Do whales sleep?

Do whales sleep?It is Marine Megavertebrate Week right now, so why not take a look at one of the most Mega of the Megaverts – the grey whale (Eschrichtius robustus):
Do whales sleep? You may have heard that dolphins do – one hemisphere at the time, while swimming, and not for very long periods at a time. A combined Russian/US team of researchers published a study in 2000 – to my knowledge the best to date – on sleep-wake and activity patterns of the grey whale: Rest and activity states in a gray whale (pdf) by Lyamin, Manger, Mukhametov, Siegel and Shpak.

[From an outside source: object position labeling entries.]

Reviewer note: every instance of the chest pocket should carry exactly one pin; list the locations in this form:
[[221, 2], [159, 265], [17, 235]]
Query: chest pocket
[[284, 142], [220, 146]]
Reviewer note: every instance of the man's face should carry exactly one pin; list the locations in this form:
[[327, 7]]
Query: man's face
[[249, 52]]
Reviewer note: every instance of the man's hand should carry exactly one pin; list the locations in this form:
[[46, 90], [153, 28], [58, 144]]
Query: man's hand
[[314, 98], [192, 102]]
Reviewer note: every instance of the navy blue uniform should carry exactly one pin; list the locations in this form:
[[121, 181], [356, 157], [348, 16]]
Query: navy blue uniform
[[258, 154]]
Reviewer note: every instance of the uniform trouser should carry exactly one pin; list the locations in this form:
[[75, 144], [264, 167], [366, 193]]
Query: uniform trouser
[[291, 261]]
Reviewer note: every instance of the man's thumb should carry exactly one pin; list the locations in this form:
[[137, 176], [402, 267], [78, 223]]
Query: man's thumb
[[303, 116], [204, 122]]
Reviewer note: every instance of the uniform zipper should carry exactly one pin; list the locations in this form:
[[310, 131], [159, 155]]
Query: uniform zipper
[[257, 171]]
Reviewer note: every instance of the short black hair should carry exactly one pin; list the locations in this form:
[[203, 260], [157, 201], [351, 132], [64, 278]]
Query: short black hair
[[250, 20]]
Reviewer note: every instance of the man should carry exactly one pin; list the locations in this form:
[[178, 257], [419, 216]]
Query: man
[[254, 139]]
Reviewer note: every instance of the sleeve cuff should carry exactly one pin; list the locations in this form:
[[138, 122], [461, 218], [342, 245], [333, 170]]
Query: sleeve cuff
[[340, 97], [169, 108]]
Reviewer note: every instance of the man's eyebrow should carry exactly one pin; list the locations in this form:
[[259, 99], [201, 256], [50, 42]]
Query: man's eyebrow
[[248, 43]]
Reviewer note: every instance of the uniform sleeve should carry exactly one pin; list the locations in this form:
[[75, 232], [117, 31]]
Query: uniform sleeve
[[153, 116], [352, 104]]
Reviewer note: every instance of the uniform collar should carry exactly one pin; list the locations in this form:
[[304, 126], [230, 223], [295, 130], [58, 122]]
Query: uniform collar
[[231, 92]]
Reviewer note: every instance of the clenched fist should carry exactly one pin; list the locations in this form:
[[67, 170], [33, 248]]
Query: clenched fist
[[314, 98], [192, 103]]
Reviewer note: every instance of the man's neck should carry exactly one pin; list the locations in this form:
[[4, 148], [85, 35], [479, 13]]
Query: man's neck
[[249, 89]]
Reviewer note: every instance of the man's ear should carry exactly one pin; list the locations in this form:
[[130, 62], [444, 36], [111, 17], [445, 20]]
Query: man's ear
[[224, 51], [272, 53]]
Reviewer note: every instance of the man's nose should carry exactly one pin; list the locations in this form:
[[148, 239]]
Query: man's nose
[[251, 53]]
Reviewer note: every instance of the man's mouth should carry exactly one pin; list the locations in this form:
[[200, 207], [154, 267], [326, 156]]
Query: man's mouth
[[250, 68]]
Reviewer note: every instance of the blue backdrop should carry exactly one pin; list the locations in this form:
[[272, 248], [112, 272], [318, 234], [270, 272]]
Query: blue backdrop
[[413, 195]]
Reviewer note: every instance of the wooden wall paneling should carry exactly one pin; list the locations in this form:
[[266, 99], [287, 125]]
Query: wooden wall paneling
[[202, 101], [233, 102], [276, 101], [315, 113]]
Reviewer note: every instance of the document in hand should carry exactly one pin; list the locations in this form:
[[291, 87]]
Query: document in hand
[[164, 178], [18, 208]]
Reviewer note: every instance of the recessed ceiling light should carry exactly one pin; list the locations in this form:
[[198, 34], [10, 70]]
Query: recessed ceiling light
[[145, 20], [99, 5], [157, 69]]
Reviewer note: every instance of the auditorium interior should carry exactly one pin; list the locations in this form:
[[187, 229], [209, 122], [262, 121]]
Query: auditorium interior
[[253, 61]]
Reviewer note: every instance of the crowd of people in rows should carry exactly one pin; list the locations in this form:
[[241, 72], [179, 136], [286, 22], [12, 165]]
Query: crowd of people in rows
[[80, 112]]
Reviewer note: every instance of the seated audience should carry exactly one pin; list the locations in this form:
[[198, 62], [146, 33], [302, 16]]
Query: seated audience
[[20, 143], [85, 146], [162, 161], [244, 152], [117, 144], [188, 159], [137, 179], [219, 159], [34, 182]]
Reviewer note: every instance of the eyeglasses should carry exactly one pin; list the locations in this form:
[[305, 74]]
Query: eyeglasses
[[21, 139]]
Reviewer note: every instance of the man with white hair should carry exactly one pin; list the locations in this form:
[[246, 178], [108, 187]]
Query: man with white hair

The whale in the experiment rested in two different ways: either resting on the bottom of the pool, or “hanging” just below the surface with the blowhole being the only part of the body above water.
What they found is that the whale is a diurnal animal – awake and active during the day, while resting and sleeping during the night.
Furthermore, the whale sometimes slept with both eyes open, sometimes with one eye open (like a dolphin or a duck, indicating that one brain hemisphere is asleep and other one awake), and sometimes with both eyes closed.
Ocasional full-body twitches were observed during sleep, often accompanied by rapid movements of the eyes, suggesting that these were episodes of REM sleep. Similar twitches occur in a couple of species of dolphins that were studied before, as well as beluga whales. The beluga whales are also he only other species to be observed to rest on the bottom of the pool.
Nobody knows, of course, what the whales do in the wild. But even studying them in captivity is not an easy kind of research to do, for both technical and regulatory/ethical reasons, so the fact that these papers do not have as much data as your run-of-the-mill rat paper does not, in my mind, detract anything from their importance. Moreover, comparative analysis is neccessary for the understanding of the origin, evolution, ecology and function of sleep – something long neglected by generally anthropocentric sleep research. And we know that, contra Michael Egnor, there can be no medicine without evolution.

4 responses to “Do whales sleep?

  1. “Nobody knows, of course, what the whales do in the wild.”
    Don’t whale researchers routinely tag whales with radio transponders to track their movements? If so, it should be trivial to also put some sort of activity monitor on the whale, no?

  2. I hope one of them reads this comment of yours, as I have no idea how to get in touch with them….

  3. How do they breathe underwater? wouldn’t they dround?

  4. They come up for air every hour or two – that is sufficient frequency for them.